Tudo ali funciona para que o protagonista externe sua malvadeza e mostre-se indiferente à dor que qualquer coisa do mundo que o cerca possa ter. São histórias que se repetem mudando apenas os agentes e as situações. Lidos um ou dois contos, lidos todos.
A força da narrativa de Rodrigues, com sua linguagem seca, bruta, que abre mão de vírgulas e privilegia pontos, dois pontos e travessões, o que às vezes provoca certo estranhamento com pontuações idiossincráticas, precisa ser destacada. Os contos realmente causam impacto, mexem com o leitor. A maldade do personagem incomoda em muitos momentos, em outros há certa culpa por sentir empatia com aquele que causa tanta desgraça. Outro mérito: alguns coadjuvantes que aparecem aqui e ali, como o Papa, um sujeito que frequentava a maternidade durante as noites para comer as sobras das papinhas de bebês, tendo naquilo sua única refeição diária. No capítulo no qual as histórias falam sobre crueldade com os animais, em muitos momentos me peguei pensando “vai se foder, cara, pra que fazer isso com o coitado do bicho?”.
Um dia ganhei a Crush e o bolo de rolo em dobro. Trouxe um só cururu. Só um. Desdenharam. Mas fiquei impassível. Botei o cururu no meio da calçada. Ele ficou parado me encarando. Peguei a chimbre de aço. Na verdade: uma bolinha tirada de dentro de um rolimã. Abri a boca do sapo e joguei-a lá. O calor rompeu o papo do cururu e a bola caiu de novo na calçada. Fui aplaudido por todos. Então vi como é bom ser original. Como é bom pensar o que ninguém havia pensado. E é isso que faço até hoje. Faço o que ninguém nunca pensou em fazer. E isso é bom. Porém sinto falta dos aplausos às vezes.

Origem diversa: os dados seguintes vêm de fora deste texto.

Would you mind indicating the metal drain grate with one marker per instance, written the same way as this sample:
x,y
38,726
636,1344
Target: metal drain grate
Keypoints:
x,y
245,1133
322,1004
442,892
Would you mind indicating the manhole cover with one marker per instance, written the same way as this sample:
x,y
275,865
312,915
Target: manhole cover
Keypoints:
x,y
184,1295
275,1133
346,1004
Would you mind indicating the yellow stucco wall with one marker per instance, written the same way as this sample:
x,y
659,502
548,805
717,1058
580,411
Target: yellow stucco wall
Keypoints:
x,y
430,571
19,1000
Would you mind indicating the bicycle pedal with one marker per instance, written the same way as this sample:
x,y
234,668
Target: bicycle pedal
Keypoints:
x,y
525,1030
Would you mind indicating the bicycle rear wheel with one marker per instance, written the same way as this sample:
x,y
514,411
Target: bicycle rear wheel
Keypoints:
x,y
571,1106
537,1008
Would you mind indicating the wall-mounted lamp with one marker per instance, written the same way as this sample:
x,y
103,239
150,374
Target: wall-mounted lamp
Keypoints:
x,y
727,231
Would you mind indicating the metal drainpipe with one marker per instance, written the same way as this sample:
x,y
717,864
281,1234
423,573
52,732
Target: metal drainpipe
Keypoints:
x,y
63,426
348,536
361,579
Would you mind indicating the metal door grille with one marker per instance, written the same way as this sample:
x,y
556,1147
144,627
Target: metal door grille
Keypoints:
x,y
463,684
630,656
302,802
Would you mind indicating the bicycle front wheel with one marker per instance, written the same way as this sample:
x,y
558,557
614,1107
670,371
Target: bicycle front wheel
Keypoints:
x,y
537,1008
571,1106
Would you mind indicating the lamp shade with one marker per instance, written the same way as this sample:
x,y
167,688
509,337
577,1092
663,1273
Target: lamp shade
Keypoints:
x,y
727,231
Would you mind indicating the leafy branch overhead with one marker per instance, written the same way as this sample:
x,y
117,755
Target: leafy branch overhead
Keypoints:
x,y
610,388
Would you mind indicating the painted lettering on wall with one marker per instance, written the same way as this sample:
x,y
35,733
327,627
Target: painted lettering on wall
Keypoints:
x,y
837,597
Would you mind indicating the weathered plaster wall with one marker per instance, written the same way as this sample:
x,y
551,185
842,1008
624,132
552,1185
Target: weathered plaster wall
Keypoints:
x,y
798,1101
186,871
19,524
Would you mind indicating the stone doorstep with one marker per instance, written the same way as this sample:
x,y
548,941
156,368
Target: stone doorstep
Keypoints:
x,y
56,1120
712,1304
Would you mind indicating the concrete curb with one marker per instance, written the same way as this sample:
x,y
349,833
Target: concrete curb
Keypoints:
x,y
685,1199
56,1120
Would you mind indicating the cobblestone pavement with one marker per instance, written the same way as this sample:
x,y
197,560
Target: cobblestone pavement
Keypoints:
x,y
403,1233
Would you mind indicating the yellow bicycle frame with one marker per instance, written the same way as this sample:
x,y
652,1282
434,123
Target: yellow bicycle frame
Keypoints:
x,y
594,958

Em outra parte, Mário escreve passagens dignas de uma “desauto-ajuda”:
As canas que eu não roubava seguiam em suas gaiolas até a usina e lá viviam suas sinas: álcool ou açúcar ou aguardente ou bagaços e bagaços. Você deduz que faço isto com meus clientes: queimo e corto e esmago e arranco a casca com os dentes. Mas se engana. É a própria vida que faz isso conosco: ela nos queima e nos corta e nos esmaga e tira nossa essência e nos deixa apenas: bagaços e bagaços.
Crueldade que satura
No entanto, Mário peca por usar uma estrutura extremamente previsível em todos os textos de Receita para se fazer um monstro. Tudo ali funciona para que o protagonista externe sua malvadeza e mostre-se indiferente à dor que qualquer coisa do mundo que o cerca possa ter. São histórias que se repetem mudando apenas os agentes e as situações. Lidos um ou dois contos, lidos todos.

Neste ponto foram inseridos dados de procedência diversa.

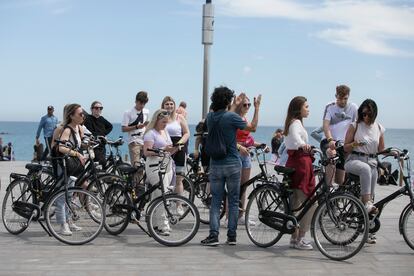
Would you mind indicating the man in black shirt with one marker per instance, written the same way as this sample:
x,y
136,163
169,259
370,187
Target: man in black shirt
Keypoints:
x,y
98,126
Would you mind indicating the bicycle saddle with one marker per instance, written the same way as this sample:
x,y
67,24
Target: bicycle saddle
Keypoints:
x,y
34,167
284,170
127,169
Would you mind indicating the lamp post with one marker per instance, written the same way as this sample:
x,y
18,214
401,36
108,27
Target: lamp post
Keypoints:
x,y
207,41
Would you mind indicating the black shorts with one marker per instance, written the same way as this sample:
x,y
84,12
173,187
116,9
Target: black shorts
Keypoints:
x,y
340,152
179,156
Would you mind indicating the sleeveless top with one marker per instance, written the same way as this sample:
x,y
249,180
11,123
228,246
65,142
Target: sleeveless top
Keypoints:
x,y
174,128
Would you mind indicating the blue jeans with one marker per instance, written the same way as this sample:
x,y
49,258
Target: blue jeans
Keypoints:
x,y
220,176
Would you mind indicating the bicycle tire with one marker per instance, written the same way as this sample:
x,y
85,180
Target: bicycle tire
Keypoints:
x,y
177,229
16,191
117,217
407,225
266,197
340,226
78,212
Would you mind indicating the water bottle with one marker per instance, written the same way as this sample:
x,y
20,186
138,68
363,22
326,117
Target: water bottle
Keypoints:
x,y
72,181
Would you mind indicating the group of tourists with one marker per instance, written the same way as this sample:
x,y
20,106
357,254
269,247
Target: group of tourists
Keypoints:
x,y
355,128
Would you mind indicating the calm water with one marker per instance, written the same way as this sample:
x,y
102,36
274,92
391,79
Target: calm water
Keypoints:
x,y
22,135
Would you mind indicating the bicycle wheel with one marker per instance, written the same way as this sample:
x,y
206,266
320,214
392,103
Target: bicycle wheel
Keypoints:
x,y
168,227
14,215
407,226
85,222
117,214
264,198
340,226
101,184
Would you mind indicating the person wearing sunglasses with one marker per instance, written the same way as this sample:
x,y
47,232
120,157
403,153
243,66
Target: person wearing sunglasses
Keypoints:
x,y
156,137
98,126
337,117
363,140
134,122
48,124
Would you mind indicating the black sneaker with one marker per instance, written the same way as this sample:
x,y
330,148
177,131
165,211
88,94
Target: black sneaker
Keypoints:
x,y
231,241
211,240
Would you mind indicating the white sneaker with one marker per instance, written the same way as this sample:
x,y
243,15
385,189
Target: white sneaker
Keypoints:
x,y
180,210
65,230
242,221
73,227
302,244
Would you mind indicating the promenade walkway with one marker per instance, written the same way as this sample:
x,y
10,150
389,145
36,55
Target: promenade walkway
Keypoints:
x,y
134,253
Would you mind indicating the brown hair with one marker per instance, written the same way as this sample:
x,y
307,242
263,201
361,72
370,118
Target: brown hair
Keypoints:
x,y
169,99
142,97
342,90
294,112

Mário ainda é afeito a brincar com as palavras — algo caro aos escritores, claro —, mas alguns gracejos acabam por enfraquecer o seu texto. “Armei a soca-tempero. Sou rápido. E foi com essa rapidez que atirei no galináceo e vi penas voarem. Nunca deixo cúmplices. E ninguém é inocente. E quem tem pena se ferra no final”, escreve em um momento. E depois: “Não utilize as penas. Pena não cabe nesta história”. Logo adiante, “O Bar do Biu não tinha mais graça pra mim. Graça havia no Bar da Kelly. Mas não era de graça”. Eu, particularmente, reveria trechos como esses.

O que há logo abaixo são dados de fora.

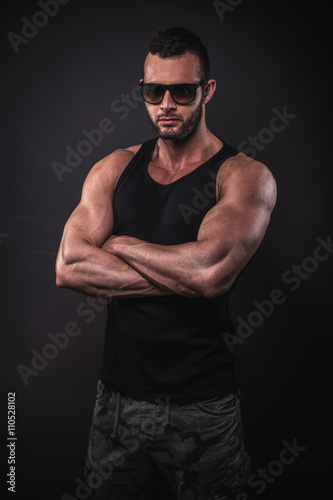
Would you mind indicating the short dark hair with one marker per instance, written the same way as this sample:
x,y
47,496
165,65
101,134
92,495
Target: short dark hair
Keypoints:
x,y
172,42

Há quem considere que Receita para se fazer um monstro pode ser encarado também com um romance fragmentado, mas não enxergo assim. Apesar de termos o mesmo personagem em momentos diferentes da vida, compondo um bom panorama de sua trajetória, a estrutura e o encadeamento da narrativa não deixam dúvidas que é um livro de contos mesmo. Um livro de contos cansativo e repetitivo, diga-se. E, em todo caso, se fosse um romance, ainda poderíamos acrescentar o adjetivo capenga à lista.
Ao cabo, a crueldade satura, o leitor se habitua a ela e as maldades não causam mais grande impacto — exatamente como no mundo real, diga-se, e isso merece elogios.